Entre essas coisas terrenas está a natureza, que é um referencial para o amor acontecer e a poesia. "Não desisto da rosa/ Que plantei no meu jardim/ Nem da poesia ou da prosa/ Que trago dentro de mim". Ou ainda: "Amar/ É libertar as crianças/ Que brincam no nosso olhar". Para o poeta é importante esse olhar para a infância das pessoas e das coisas. Essa busca de uma inocência dos seres se reflete nos seus cantos de amor. "Por andar em ti pensando,/ A mim mesmo prometi/ Ir aos poucos, me afastando/ Do que me afasta de ti". A cautela, entretanto, sempre se faz presente.

Ainda relativo á natureza, observa-se que o elemento mais presente é a água. Essa água vem pelo rio que o banhou por primeiro, e depois pelo mar onde o poeta procura pescar o rio da infância. "De tanto olhar o oceano,/ Minha alma tornou-se atlântica". A tentativa de pescar o rio da memória retorna do mar ao Salgado em um caminho inverso. Talvez o salgado do rio seja o mar retornando com o poeta até sua Aurora da aurora da vida.
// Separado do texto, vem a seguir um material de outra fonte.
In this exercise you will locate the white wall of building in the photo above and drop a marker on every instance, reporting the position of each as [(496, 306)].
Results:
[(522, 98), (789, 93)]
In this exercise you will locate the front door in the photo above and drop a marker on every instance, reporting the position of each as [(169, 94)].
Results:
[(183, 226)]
É possível então uma reconstrução das imagens da infância: "Missas, missões, as feiras, o reisado, / Por fim, "em ti encerrarei minha viagem".

Por fim, verifica-se que o poeta realiza, ao longo de sua obra, uma operação de retorno. Mas não fica apenas no retorno de suas auroras. Ele retorna para reconstruir desde os cenários da infância aos amores que têm povoado seu viver. São amores que deixaram digitais na sua memória. Alguns estão até marcados com cicatrizes, que são formas mais profundas de escrituração. João Soares Lôbo sente o tempo arranhando suas portas e para freá-lo agarra-se à memória. Daí que ele sente ainda o hábito das boas lembranças e até de algumas não tão boas, mas que todas contribuem como matéria-prima para soerguer essa construção presente com "Andanças de amor".


FONTE: Jornal Diário do Nordeste - 16/09/14.